4. Better Preparation of Taxation: Every company needs to comply with the Internal Revenue Service (IRS) to file taxes. Some documents are required to be provided to the government, such as tax compliance, financial statements, financial transactions, etc. Maintaining all the records regularly through bookkeeping helps to correctly pay the taxes.

Importance of Bookkeeping

1. Helps in Decision Making: Recording and maintaining the transactions through bookkeeping helps to measure the performance of companies. Measuring the performance related parameters helps to make financial decisions for the company. These decisions can help to prevent companies from financial loss.

2. Legal Requirement: Maintaining all financial transactions on a regular basis is one of the legal requirements related to businesses. Bookkeeping needs to be done in order to avoid any legal complications.

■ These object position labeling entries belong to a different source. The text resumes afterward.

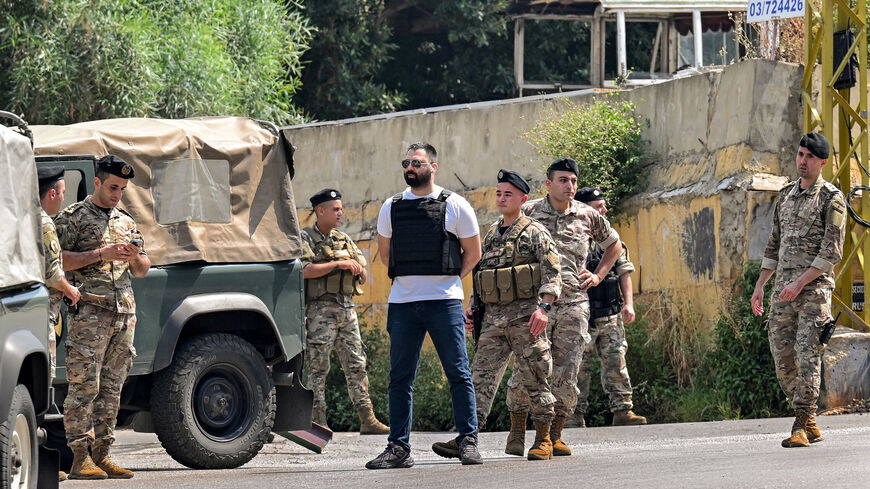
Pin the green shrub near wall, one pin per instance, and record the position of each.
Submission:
(734, 379)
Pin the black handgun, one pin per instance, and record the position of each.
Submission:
(70, 308)
(828, 330)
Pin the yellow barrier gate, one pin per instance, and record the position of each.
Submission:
(842, 117)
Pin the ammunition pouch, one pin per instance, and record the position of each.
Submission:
(505, 285)
(336, 282)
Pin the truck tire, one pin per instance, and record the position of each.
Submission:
(19, 449)
(214, 406)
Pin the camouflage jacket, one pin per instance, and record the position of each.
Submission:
(51, 247)
(808, 231)
(314, 251)
(572, 231)
(533, 245)
(84, 227)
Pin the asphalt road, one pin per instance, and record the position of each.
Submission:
(724, 454)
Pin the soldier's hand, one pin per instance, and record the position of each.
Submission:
(790, 292)
(628, 313)
(119, 252)
(72, 293)
(588, 279)
(538, 321)
(757, 301)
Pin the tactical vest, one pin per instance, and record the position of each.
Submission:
(421, 244)
(337, 281)
(605, 299)
(504, 275)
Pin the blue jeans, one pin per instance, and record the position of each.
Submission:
(407, 324)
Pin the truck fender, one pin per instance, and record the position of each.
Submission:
(195, 305)
(18, 346)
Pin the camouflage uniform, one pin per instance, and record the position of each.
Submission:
(53, 276)
(332, 321)
(572, 230)
(99, 347)
(808, 231)
(609, 345)
(505, 327)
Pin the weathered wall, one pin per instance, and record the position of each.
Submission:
(717, 138)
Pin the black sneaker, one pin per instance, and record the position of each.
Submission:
(448, 449)
(468, 453)
(394, 457)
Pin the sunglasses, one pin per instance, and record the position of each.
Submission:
(414, 163)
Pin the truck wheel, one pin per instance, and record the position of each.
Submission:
(18, 444)
(214, 406)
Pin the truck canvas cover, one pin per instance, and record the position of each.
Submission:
(20, 234)
(211, 189)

3. Records the Sources of Transaction: Bookkeeping records all the day-to-day financial activities of the company, such as receipts, payments, orders, etc. Bookkeeping maintains all the transaction-related details correctly. In future, if there is a need to check for details of any transaction, bookkeeping provides it easily.

4. Helps to Prepare Financial Statements: Bookkeeping is considered the starting point of accounting in any company as it records and maintains the financial transactions. If bookkeeping is accurate, the accounting related part of the company will also be accurate. Therefore, companies can prepare all the financial statements easily and correctly with the help of bookkeeping.